The tough-on-crime approach that led to zero-tolerance drug laws and long mandatory minimum prison sentences is ineffective and expensive. Florida has the third-largest state prison system and yet has the country’s fifth-highest violent crime rate.
Our state must do better in steering young people from crime and reintegrating those who have served time back into society. Changing law enforcement’s approach to marijuana possession and other minor non-violent offenses would help remove barriers that keep too many people from getting a meaningful education and employment.
The Sun-sponsored Gainesville For All initiative to address racial and socioeconomic disparities in our community included a criminal justice team looking at these issues. It found the Alachua County Sheriff’s Office and Gainesville Police Department have in recent years take a smarter approach to crime, progress that must be built upon.
While the state Legislature is considering a bill requiring the use of civil citations rather than arrests for juvenile offenders, local law enforcement has long been doing so for certain first-time offenders. Alternatives should be exhausted before arresting juveniles, particularly those under age 12, and juvenile cases should be transferred to adult courts only for serious violent crimes.
Programs such as civil citations and Teen Court save money and lower recidivism rates. Jail diversion programs in adults courts have also been found to be effective in reducing recidivism. GNV4ALL recommends our community do more to help those with criminal records get the skills and opportunities needed to land decent jobs.
A felony conviction presents a barrier to employment, starting with the box on job applications that keep someone with a record from even getting an interview. Local governments have “banned the box” on their applications but additional steps should be taken by private employers and on the state level. Felons should have their voting rights restored upon completing their sentences in most cases.
These issues disproportionately impact minority populations. The Sarasota Herald-Tribune’s “Bias on the Bench” series showed that college-aged black residents of Gainesville tend to face harsher penalties for drug crimes than white students on campus, and black defendants across the state get longer sentences than whites for the same crimes.
The police department and sheriff’s office should continue community policing programs that help address these disparities. The sheriff’s office has reduced marijuana arrests by using civil citations for most of those offenses, an approach that should also be taken with other non-violent crimes.

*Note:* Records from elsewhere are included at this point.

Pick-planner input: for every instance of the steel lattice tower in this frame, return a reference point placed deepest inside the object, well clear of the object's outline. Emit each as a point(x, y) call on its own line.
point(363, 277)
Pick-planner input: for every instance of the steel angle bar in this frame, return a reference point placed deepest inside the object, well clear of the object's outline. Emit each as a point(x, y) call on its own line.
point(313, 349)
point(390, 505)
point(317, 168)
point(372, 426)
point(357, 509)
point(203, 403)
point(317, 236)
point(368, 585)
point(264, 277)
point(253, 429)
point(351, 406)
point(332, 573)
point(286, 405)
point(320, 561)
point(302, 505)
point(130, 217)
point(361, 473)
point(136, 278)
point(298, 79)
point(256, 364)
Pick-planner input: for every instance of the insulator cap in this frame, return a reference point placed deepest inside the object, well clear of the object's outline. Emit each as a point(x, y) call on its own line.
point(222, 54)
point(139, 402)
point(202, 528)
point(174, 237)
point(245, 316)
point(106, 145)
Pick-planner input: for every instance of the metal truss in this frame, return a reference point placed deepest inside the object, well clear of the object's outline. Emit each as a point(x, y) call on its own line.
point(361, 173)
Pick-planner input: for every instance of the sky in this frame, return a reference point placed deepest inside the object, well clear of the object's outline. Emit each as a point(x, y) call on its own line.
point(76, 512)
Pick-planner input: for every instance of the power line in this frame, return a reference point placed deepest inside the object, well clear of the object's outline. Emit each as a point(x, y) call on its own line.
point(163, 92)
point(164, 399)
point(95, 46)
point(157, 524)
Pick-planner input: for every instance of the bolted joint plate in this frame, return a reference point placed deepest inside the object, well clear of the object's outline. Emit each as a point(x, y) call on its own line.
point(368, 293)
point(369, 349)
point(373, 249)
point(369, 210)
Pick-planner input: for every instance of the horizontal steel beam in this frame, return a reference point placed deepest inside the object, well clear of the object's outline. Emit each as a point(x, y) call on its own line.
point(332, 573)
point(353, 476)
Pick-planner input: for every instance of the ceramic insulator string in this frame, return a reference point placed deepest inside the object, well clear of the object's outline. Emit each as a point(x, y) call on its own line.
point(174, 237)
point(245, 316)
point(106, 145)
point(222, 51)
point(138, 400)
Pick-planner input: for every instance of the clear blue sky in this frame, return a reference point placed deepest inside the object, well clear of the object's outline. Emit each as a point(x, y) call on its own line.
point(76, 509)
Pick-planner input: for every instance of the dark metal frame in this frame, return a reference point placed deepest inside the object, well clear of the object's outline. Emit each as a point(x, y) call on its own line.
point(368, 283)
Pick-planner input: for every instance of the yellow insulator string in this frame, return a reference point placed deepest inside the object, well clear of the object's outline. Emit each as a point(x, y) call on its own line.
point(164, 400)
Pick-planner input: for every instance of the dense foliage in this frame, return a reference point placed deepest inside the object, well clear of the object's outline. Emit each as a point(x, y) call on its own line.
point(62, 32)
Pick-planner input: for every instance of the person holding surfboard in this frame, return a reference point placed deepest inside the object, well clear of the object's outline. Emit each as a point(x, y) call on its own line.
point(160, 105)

Sentencing disparities are a more difficult problem, requiring judges and others in the criminal justice system to recognize and address implicit biases. GNV4ALL has recommended developing training that can be used in the criminal justice system and throughout our community. Schools must address biases in discipline and continue to use restorative justice programs that focus on correcting behavior.
On a state level, lawmakers need to reform the state’s mandatory minimum sentences for drug offenses. The conservative James Madison Institute recently released a report finding laws that impose long sentences for offenses such as illegally possessing a small number of prescription painkillers are costly to taxpayers without improving public safety.
As Chief Jones has said, just making arrests won’t stop crime. Our community must continue to implement measures that reduce recidivism, decriminalize minor offenses and allow resources to be redirected to more serious crimes, keeping everyone safer.